Improvised vitality: patient’s storied lives before and after hysterectomy - Pauline Herbst

Hysterectomy is a term that describes the surgical removal of the uterus and the cervix, and sometimes extends to the ovaries (oophorectomy) and fallopian tubes (salpingectomy). In this paper I examine the experiences of nine women scheduled for two different procedures at a New Zealand hospital: laparoscopic and open hysterectomy. I find that the word ‘hysterectomy’ is more than a catch-all solution to a diagnosis, it is a repository for multiple improvised lives and related storylines that mirror each other. Each houses a ‘different’ hysterectomy, linked to a past and future self, one with the potential to create life and one without. It is also linked to vitality’s opposite, death, in that some hysterectomies are undergone to stem cancer. Vitality is a key theme in women’s stories: they desire the vitality denied by fatigue and constant bleeding, and simultaneously fear an enduring “weakness in the joints” post-surgery which is highlighted in the way they frame the differing procedures. Speaking to women before and after surgery has revealed the uterus as the centre of a spiral of social concerns that radiates outwards, improvised stories that give meaning to a disruption of the social self. I present this paper in conjunction with images drawn by these women illustrating their lives before and after surgery and ask if this disrupts the text or more provocatively, if as ethnographic storytellers and receivers, we intuit and enfold meaning regardless of intent.

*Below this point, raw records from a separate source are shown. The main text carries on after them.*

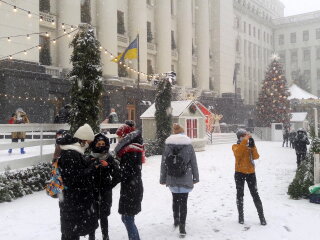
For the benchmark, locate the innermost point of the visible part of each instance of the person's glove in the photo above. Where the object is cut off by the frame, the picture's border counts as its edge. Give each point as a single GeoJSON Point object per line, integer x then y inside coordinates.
{"type": "Point", "coordinates": [251, 143]}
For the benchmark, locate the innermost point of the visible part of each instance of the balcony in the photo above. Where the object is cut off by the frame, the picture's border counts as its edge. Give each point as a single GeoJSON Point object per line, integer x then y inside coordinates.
{"type": "Point", "coordinates": [48, 20]}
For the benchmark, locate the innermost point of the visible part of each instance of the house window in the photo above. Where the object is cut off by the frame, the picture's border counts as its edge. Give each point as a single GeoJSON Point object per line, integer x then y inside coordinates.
{"type": "Point", "coordinates": [149, 32]}
{"type": "Point", "coordinates": [85, 11]}
{"type": "Point", "coordinates": [306, 55]}
{"type": "Point", "coordinates": [318, 33]}
{"type": "Point", "coordinates": [305, 35]}
{"type": "Point", "coordinates": [44, 6]}
{"type": "Point", "coordinates": [173, 41]}
{"type": "Point", "coordinates": [293, 37]}
{"type": "Point", "coordinates": [192, 128]}
{"type": "Point", "coordinates": [131, 110]}
{"type": "Point", "coordinates": [44, 53]}
{"type": "Point", "coordinates": [281, 39]}
{"type": "Point", "coordinates": [120, 27]}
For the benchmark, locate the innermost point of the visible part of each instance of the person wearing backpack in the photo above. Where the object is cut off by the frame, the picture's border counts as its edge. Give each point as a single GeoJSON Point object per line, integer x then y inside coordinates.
{"type": "Point", "coordinates": [179, 171]}
{"type": "Point", "coordinates": [77, 213]}
{"type": "Point", "coordinates": [245, 152]}
{"type": "Point", "coordinates": [130, 153]}
{"type": "Point", "coordinates": [104, 179]}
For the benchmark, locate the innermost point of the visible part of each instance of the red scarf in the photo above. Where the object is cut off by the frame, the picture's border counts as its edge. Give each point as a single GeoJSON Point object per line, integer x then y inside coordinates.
{"type": "Point", "coordinates": [134, 147]}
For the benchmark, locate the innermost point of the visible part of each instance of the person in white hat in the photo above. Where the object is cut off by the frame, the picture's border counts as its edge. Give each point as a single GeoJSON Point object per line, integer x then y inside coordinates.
{"type": "Point", "coordinates": [77, 214]}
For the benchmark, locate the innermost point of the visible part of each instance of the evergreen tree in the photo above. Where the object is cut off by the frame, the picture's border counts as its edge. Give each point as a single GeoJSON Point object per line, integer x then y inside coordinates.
{"type": "Point", "coordinates": [273, 105]}
{"type": "Point", "coordinates": [86, 78]}
{"type": "Point", "coordinates": [163, 113]}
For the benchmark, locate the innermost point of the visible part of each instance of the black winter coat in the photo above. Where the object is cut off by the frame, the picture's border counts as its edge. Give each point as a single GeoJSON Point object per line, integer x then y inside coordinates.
{"type": "Point", "coordinates": [301, 144]}
{"type": "Point", "coordinates": [77, 213]}
{"type": "Point", "coordinates": [131, 192]}
{"type": "Point", "coordinates": [104, 179]}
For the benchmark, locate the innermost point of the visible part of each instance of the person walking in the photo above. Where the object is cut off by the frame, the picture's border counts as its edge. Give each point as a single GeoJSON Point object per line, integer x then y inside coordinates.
{"type": "Point", "coordinates": [77, 212]}
{"type": "Point", "coordinates": [285, 137]}
{"type": "Point", "coordinates": [20, 117]}
{"type": "Point", "coordinates": [179, 171]}
{"type": "Point", "coordinates": [301, 141]}
{"type": "Point", "coordinates": [131, 192]}
{"type": "Point", "coordinates": [104, 179]}
{"type": "Point", "coordinates": [245, 153]}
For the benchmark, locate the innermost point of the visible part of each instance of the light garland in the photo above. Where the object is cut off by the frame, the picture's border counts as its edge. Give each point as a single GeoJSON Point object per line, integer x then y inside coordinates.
{"type": "Point", "coordinates": [63, 25]}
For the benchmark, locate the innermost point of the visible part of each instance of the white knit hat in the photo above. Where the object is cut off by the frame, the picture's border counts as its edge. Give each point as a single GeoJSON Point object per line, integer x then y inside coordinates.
{"type": "Point", "coordinates": [84, 133]}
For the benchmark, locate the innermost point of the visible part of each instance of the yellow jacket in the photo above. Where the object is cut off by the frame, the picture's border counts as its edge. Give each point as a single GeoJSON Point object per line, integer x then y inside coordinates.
{"type": "Point", "coordinates": [242, 154]}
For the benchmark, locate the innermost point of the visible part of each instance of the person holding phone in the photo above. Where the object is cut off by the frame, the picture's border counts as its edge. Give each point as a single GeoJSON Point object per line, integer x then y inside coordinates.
{"type": "Point", "coordinates": [245, 153]}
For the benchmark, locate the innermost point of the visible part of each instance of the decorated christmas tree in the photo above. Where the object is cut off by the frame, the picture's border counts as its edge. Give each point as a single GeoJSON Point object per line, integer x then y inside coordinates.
{"type": "Point", "coordinates": [86, 78]}
{"type": "Point", "coordinates": [163, 112]}
{"type": "Point", "coordinates": [273, 105]}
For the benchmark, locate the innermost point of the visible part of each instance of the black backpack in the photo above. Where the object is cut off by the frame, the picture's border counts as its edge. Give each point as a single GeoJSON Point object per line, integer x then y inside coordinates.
{"type": "Point", "coordinates": [176, 165]}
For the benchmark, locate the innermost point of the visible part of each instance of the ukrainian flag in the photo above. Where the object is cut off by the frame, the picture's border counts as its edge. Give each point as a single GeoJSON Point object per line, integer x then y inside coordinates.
{"type": "Point", "coordinates": [130, 53]}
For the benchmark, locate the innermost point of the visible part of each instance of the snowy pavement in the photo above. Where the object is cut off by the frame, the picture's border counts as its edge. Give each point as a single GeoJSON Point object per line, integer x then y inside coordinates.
{"type": "Point", "coordinates": [212, 212]}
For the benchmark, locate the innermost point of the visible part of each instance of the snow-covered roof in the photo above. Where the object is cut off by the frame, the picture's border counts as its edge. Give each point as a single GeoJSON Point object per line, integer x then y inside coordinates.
{"type": "Point", "coordinates": [177, 109]}
{"type": "Point", "coordinates": [298, 116]}
{"type": "Point", "coordinates": [298, 93]}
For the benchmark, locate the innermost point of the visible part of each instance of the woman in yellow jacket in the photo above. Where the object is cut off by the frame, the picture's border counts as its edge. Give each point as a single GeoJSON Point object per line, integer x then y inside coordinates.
{"type": "Point", "coordinates": [245, 153]}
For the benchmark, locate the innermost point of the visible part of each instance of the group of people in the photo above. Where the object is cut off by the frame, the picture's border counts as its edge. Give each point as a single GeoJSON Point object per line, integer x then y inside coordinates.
{"type": "Point", "coordinates": [298, 141]}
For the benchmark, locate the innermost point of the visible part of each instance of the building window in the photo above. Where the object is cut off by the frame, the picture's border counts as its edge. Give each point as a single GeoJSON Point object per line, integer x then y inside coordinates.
{"type": "Point", "coordinates": [173, 41]}
{"type": "Point", "coordinates": [192, 128]}
{"type": "Point", "coordinates": [293, 37]}
{"type": "Point", "coordinates": [318, 53]}
{"type": "Point", "coordinates": [44, 6]}
{"type": "Point", "coordinates": [149, 32]}
{"type": "Point", "coordinates": [85, 11]}
{"type": "Point", "coordinates": [281, 39]}
{"type": "Point", "coordinates": [294, 56]}
{"type": "Point", "coordinates": [306, 55]}
{"type": "Point", "coordinates": [318, 33]}
{"type": "Point", "coordinates": [120, 27]}
{"type": "Point", "coordinates": [306, 35]}
{"type": "Point", "coordinates": [44, 53]}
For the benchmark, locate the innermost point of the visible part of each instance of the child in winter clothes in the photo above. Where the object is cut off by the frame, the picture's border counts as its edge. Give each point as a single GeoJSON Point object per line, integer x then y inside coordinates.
{"type": "Point", "coordinates": [77, 214]}
{"type": "Point", "coordinates": [104, 179]}
{"type": "Point", "coordinates": [130, 154]}
{"type": "Point", "coordinates": [180, 184]}
{"type": "Point", "coordinates": [245, 153]}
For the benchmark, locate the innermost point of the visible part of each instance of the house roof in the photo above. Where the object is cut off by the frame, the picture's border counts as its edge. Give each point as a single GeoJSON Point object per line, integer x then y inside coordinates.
{"type": "Point", "coordinates": [299, 93]}
{"type": "Point", "coordinates": [298, 117]}
{"type": "Point", "coordinates": [177, 109]}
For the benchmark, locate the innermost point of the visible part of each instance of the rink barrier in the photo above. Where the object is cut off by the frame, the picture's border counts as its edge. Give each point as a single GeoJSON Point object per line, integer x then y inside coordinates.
{"type": "Point", "coordinates": [40, 130]}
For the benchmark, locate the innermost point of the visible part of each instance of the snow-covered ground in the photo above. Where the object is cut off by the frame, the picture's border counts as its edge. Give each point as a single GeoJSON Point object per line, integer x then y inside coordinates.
{"type": "Point", "coordinates": [212, 212]}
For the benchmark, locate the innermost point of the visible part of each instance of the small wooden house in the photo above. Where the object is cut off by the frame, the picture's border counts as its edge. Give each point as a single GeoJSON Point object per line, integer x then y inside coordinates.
{"type": "Point", "coordinates": [185, 113]}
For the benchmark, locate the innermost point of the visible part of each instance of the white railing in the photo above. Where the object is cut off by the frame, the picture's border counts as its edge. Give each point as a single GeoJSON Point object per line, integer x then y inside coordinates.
{"type": "Point", "coordinates": [37, 132]}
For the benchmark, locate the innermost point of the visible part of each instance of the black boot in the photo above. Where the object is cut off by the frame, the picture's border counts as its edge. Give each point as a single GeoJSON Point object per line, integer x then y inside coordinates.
{"type": "Point", "coordinates": [182, 230]}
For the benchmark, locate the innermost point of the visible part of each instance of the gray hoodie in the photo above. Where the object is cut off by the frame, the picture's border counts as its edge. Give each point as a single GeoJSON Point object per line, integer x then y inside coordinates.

Memeing LGBTQ lives: Negotiating difference and relatability through shared humour - Claire Black

From “LOLcats”, images of cats with intentionally misspelled captions, to “planking”, a trend in which people lay flat on various surfaces and posted photos of this online, humorous and often bizarre internet memes are ubiquitous on contemporary social media platforms. These groups of digital items – including images, text, video and audio – are the epitome of improvisation, as they rapidly spread online and proliferate through parody, remix, transformation. Memes are therefore highly social, but meme research has tended to focus on popular memes and their spread rather than on the people who produce and disperse them, with even less attention to how marginalised groups of people use and diffuse memes. I draw on ethnographic research with LGTBQ 16- to 24-year-olds in New Zealand to explore how memes are used in the imagination and negotiation of LGBTQ collectivities and communities. I argue that “relatability” is central to these processes: these young people create and share memes which draw on “shared experiences” to facilitate affective experiences of recognition and connection. However, this raises questions of whose experiences are foregrounded in popular LGBTQ memes, and how people deploy these memes to negotiate between different levels and kinds of LGBTQ communities.